Je vous conseille d’écouter avec beaucoup d’attention l’intervention de Shmuel Trigano dans l’émission Maisons d’études du 28 avril dans laquelle il rend compte de son dernier livre politique du peuple juif, les juifs, Israël et le monde.

En voici un résumé non exhaustif:

Victor Malka présente le livre de Shmuel Trigano comme un état des lieux inédit et original, qui n’est pas dans le prêt à penser et qui est comme une réponse au livre de Schlomo Sand comment le peuple juif fut inventé, lequel Schlomo Sand vient de faire paraître un livre dont le titre est « comment j’ai cessé d’être juif ».

Les deux compères estiment que cette voie de sortie est gratuite et ahurissante.

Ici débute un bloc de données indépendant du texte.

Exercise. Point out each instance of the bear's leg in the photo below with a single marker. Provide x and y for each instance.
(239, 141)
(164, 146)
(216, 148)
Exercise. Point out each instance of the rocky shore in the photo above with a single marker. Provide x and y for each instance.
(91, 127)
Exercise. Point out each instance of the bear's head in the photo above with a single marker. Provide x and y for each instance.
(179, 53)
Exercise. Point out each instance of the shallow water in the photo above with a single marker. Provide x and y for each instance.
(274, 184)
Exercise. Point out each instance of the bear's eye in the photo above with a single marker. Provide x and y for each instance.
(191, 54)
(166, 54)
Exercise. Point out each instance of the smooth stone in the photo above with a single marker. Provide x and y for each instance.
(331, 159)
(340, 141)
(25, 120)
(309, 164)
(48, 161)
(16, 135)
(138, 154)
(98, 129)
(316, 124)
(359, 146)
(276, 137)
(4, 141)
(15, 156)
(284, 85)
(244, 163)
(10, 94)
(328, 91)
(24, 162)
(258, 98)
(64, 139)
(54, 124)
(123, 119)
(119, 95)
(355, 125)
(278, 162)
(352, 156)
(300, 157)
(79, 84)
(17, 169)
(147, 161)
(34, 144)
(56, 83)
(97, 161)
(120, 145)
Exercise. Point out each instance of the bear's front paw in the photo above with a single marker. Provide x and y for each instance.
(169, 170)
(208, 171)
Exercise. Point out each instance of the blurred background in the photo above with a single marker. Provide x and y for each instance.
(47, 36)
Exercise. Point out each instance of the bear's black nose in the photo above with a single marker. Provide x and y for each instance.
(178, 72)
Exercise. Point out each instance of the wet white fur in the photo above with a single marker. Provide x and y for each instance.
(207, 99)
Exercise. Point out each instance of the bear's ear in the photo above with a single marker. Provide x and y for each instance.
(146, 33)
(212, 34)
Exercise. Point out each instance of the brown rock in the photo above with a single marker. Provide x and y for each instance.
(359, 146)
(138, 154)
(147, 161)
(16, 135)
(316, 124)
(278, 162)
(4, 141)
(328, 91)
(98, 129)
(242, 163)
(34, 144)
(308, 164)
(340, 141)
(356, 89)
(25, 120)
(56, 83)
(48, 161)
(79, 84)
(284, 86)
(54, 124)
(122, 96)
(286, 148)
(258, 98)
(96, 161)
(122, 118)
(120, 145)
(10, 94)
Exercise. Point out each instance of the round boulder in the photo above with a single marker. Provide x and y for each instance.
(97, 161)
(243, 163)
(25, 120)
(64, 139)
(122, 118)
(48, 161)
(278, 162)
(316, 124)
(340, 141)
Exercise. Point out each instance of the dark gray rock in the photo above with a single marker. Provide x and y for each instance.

Victor Malka estime que Schlomo Sand peut dire tout ce qu’il veut mais qu’il est contredit par des dizaines de milliers de livres.

Shmuel Trigano veut montrer la consistance du peuple juif. La dimension collective du peuple juif est selon lui assumée par l’Etat d’Israël. Après vingt-cinq siècles d’exil, le peuple juif a retrouvé indépendance et souveraineté. Malgré la dispersion, les Juifs n’ont pas disparu.

Le peuple juif est selon lui le fait de la religion et de la politique.
Remontons dit Shmuel Trigano à la scène primitive, la scène sinaïque (Moïse descendant du Mont Sinaï apportant au peuple juif les tables de la loi). Les Juifs ont alors été les témoins de la révélation divine, mais aussi des non-juifs qui étaient là, sans doute des esclaves des Egyptiens qui avaient saisi cette occasion pour s’enfuir. C’est alors que s’est conclue l’alliance avec la transcendance. Ils ont contemplé le Divin, ils ont vu ce que même le prophète Ezechiel n’avait pas vu. Tous les Juifs sont parti prenants à cette révélation. Ce qui s’est alors passé est ineffaçable, celui qui a vu Dieu une fois l’a vu pour toujours…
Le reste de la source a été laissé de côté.